(Updates, adds comments from EU Commission, Canadian ambassador, Spanish minister)By Peter Blackburn
BRUSSELS, March 10 (Reuter) The European Union responded angrily on Friday to the seizure by Canada of a Spanish fishing boat in international waters, demanding its release and calling for retaliatory measures to be drawn up.
Canadian vessels chased down and fired on the Spanish vessel on Thursday before capturing it and towing it to Canada in a dispute over fish stocks.
EU ambassadors decided at an emergency meeting on Friday to order the European Commission, the EU's executive, to draw up a list of retaliatory action by the beginning of next week.
"It does not exclude any measure," Commission spokesman Joao Vale de Almeida said.
In a strongly worded statement, the ambassadors demanded that Ottawa immediately release the Spanish vessel, calling the seizure "an illegal and totally unacceptable act".
Almeida said EU fishermen were not violating international law and they had every right to fish in those waters and to remain there.
In addition, the EU froze a scientific cooperation agreement with Canada which was to have been approved by EU research ministers on Friday.
Canada's ambassador to the EU, Jacques Roy, criticised the move. "It's disappointing that the EU has taken measures which have nothing to do with fishing," he said.
Canada was prepared to negotiate but only on condition that fishing stop in the disputed zone during the talks, he added.
During the incident on Thursday, a Canadian gunboat fired four bursts of warning shots across the bow of the Spanish vessel, the Estai, before an armed boarding crew arrested the ship's master and towed the boat towards the Canadian province of Newfoundland.
The European Commission called the move "piracy" and a flagrant violation of international law.
In Madrid, Spain said it had sent a naval ship to the North Atlantic to back its beleaguered fishermen.
A Spanish minister on Friday demanded EU sanctions against Canada for seizing the boat.
"It is quite impossible that any country should allow itself the luxury of machine gunning a boat fishing in international waters," said Xoan Caamano, fisheries minister of the northern Spanish region of Galicia, home of the Estai.
Portugal, which has fishing boast in the disputed area, also protested.

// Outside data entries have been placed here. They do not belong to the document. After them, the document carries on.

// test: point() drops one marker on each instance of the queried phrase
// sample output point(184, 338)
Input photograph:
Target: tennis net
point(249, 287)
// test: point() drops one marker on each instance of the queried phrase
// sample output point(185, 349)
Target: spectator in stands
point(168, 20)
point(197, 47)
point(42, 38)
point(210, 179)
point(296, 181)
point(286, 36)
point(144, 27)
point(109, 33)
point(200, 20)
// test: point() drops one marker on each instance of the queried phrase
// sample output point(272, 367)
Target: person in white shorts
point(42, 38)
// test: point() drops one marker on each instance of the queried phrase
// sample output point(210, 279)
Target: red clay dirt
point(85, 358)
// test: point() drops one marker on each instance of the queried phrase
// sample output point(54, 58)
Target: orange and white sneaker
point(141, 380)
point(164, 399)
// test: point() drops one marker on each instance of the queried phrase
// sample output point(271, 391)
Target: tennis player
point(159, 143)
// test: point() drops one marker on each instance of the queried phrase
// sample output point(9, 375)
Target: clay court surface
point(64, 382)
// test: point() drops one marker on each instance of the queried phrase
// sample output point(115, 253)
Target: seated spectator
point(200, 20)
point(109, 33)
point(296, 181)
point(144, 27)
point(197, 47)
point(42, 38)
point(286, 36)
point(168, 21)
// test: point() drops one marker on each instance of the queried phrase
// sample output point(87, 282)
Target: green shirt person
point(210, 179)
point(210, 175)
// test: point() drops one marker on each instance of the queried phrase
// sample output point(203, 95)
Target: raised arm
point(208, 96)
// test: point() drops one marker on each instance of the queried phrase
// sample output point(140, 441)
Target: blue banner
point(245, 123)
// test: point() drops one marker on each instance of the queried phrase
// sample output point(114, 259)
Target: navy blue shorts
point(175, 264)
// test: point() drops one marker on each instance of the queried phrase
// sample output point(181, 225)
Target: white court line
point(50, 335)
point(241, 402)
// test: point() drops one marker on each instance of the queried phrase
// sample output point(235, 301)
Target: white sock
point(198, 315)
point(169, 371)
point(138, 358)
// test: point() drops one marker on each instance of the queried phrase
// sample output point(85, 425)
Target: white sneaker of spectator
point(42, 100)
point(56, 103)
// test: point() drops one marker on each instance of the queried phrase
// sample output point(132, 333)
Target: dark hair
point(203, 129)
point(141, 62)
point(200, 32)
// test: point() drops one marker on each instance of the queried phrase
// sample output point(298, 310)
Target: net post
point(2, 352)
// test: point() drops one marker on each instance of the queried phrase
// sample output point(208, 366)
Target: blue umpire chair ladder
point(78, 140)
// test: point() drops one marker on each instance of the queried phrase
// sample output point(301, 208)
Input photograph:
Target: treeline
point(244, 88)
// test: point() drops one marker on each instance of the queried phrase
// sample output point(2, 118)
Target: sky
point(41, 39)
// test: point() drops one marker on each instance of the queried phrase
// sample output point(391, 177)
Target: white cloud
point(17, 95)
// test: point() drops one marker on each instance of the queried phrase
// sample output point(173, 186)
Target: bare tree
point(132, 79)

Minister for Maritime Affairs Eduardo Azevedo Soares said the fishing boats were "the victim of an act of gross disrespect for international rules and for the climate of harmony which should reign in international waters".

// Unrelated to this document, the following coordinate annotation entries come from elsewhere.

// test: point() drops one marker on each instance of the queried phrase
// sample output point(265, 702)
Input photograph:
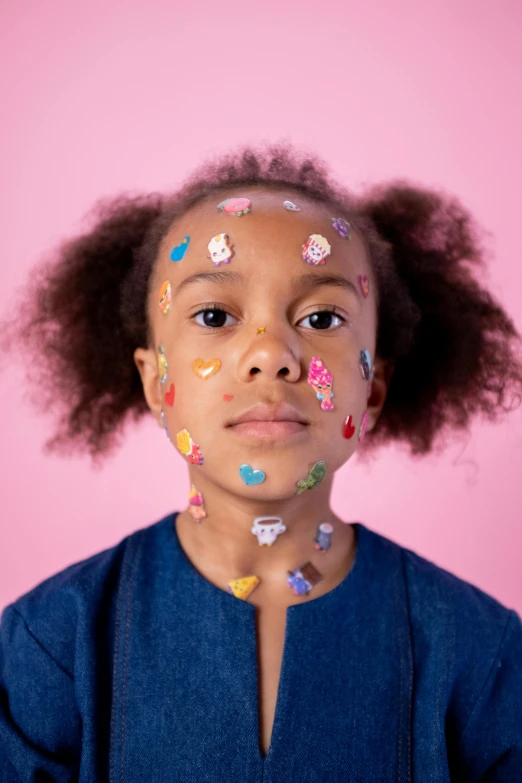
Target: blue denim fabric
point(130, 666)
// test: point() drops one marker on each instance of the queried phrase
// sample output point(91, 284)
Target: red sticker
point(169, 396)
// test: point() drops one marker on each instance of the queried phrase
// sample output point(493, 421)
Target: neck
point(223, 547)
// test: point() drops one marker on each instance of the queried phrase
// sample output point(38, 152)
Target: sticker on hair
point(178, 252)
point(302, 579)
point(323, 538)
point(206, 370)
point(196, 507)
point(364, 284)
point(235, 206)
point(241, 588)
point(316, 249)
point(250, 476)
point(188, 448)
point(220, 249)
point(316, 475)
point(267, 529)
point(169, 396)
point(163, 367)
point(320, 379)
point(342, 227)
point(165, 297)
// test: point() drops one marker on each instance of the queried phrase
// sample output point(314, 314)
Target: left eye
point(324, 319)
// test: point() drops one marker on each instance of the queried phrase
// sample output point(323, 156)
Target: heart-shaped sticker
point(251, 476)
point(204, 370)
point(169, 396)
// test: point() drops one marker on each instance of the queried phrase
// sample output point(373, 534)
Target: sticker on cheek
point(177, 253)
point(320, 378)
point(314, 478)
point(188, 448)
point(342, 227)
point(364, 284)
point(163, 367)
point(220, 250)
point(363, 425)
point(165, 297)
point(316, 249)
point(196, 505)
point(169, 396)
point(365, 365)
point(235, 206)
point(205, 370)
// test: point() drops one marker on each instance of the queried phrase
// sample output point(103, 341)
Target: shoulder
point(81, 596)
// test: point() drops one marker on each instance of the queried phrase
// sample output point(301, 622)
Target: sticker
point(267, 529)
point(250, 476)
point(242, 588)
point(342, 227)
point(364, 424)
point(164, 420)
point(304, 578)
point(316, 249)
point(323, 538)
point(196, 505)
point(169, 396)
point(365, 365)
point(348, 428)
point(188, 448)
point(321, 380)
point(177, 253)
point(165, 297)
point(220, 250)
point(314, 478)
point(364, 284)
point(235, 206)
point(205, 370)
point(162, 364)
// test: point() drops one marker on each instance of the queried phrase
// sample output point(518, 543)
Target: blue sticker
point(177, 253)
point(251, 476)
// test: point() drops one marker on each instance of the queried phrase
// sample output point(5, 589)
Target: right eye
point(214, 317)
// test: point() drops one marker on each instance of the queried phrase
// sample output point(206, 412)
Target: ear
point(382, 373)
point(147, 363)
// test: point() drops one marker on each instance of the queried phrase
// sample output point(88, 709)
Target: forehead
point(267, 240)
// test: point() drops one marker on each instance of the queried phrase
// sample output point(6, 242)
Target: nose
point(270, 356)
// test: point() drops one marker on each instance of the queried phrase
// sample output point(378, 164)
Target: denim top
point(131, 666)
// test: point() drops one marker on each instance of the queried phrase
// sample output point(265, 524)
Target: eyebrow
point(302, 284)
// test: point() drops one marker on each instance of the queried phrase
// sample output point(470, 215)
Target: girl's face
point(239, 340)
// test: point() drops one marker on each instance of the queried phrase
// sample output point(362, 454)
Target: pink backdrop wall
point(104, 96)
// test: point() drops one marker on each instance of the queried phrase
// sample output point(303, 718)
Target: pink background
point(104, 96)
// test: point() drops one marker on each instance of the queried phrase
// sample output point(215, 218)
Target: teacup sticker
point(220, 249)
point(235, 206)
point(320, 379)
point(316, 249)
point(267, 529)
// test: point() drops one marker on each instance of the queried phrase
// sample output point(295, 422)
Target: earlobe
point(147, 364)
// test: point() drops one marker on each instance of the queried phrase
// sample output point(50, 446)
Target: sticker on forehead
point(316, 249)
point(165, 297)
point(162, 364)
point(188, 448)
point(177, 253)
point(320, 379)
point(342, 227)
point(220, 249)
point(235, 206)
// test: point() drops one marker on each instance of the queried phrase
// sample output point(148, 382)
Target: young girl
point(274, 325)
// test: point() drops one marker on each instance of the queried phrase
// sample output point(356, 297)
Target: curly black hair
point(454, 349)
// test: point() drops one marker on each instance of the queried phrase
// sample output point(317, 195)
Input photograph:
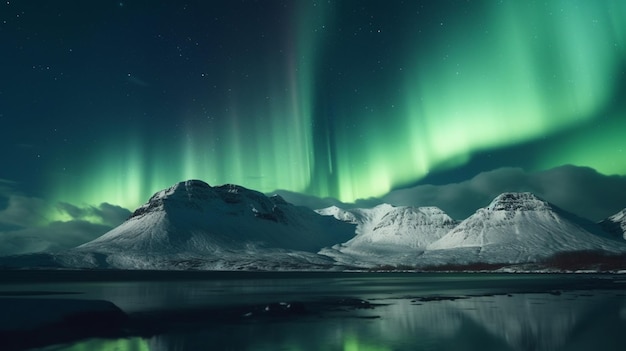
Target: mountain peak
point(518, 202)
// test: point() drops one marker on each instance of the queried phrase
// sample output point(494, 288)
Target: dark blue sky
point(106, 102)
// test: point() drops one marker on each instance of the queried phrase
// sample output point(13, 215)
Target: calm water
point(360, 311)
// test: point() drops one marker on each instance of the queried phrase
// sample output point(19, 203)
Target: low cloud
point(26, 226)
point(105, 213)
point(579, 190)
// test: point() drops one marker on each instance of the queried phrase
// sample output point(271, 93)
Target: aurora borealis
point(110, 101)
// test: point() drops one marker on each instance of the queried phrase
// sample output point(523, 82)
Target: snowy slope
point(192, 224)
point(517, 228)
point(616, 224)
point(388, 234)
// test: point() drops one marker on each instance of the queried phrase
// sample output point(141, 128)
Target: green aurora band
point(524, 72)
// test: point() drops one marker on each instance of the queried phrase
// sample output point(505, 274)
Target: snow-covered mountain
point(192, 224)
point(616, 224)
point(517, 228)
point(388, 235)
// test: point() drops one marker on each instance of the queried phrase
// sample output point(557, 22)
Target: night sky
point(413, 102)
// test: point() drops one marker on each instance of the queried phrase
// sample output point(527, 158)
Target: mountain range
point(192, 225)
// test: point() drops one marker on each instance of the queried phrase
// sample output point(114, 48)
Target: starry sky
point(103, 103)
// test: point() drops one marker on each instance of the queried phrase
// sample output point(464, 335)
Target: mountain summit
point(518, 227)
point(193, 219)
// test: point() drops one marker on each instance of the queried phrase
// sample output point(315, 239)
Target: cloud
point(579, 190)
point(51, 237)
point(105, 213)
point(30, 224)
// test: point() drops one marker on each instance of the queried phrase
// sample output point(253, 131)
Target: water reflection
point(568, 321)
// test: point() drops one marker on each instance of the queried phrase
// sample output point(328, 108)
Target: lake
point(342, 311)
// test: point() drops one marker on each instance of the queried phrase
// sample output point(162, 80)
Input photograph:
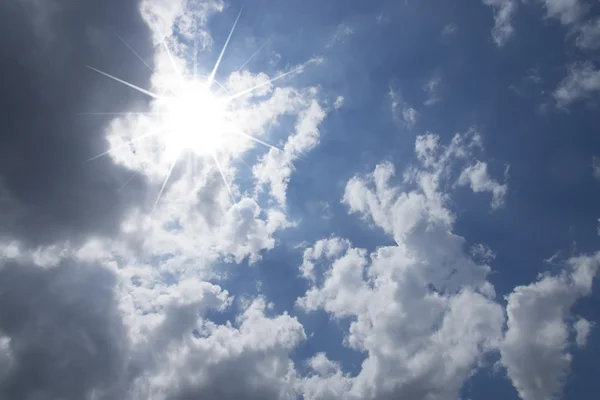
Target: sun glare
point(196, 118)
point(193, 116)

Canada said the action outside its legal territorial limits was an attempt to conserve threatened stocks of of Greenland halibut, also known as turbot.

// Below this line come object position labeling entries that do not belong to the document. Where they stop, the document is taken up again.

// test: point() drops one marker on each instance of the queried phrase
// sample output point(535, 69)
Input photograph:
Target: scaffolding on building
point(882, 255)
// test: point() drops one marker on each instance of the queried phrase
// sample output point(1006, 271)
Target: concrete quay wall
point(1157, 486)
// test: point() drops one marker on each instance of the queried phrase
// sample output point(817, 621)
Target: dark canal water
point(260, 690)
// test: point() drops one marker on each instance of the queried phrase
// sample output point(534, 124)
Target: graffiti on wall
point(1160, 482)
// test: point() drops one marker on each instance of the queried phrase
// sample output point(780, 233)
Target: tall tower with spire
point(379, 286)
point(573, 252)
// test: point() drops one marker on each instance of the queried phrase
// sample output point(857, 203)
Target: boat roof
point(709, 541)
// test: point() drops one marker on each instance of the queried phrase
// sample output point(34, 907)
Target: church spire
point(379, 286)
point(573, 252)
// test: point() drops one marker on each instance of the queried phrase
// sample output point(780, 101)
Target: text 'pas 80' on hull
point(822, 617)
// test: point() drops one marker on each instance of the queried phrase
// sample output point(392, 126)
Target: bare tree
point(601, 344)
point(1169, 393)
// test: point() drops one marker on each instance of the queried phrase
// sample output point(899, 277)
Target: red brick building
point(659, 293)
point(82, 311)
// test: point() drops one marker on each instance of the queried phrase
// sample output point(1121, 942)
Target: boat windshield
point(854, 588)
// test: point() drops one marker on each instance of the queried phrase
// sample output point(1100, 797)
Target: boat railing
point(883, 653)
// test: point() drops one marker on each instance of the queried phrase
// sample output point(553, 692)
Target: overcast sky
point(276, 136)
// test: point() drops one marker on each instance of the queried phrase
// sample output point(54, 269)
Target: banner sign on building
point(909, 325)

Roy said that Canada was engaged in a race against time to protect the last groundfish stock in the northwest Atlantic.
"This is the main battle," he said.
The seizure is the part of a simmering fishing dispute that
erupted after the EU rejected its share of a 27,000 tonne quota for 1995 fixed last month by the 15 member Northwest Atlantic Fisheries Organisation (NAFO) and instead set itself a higher limit.
The EU Commission has called for a special NAFO meeting by March 20 to try and resolve the crisis.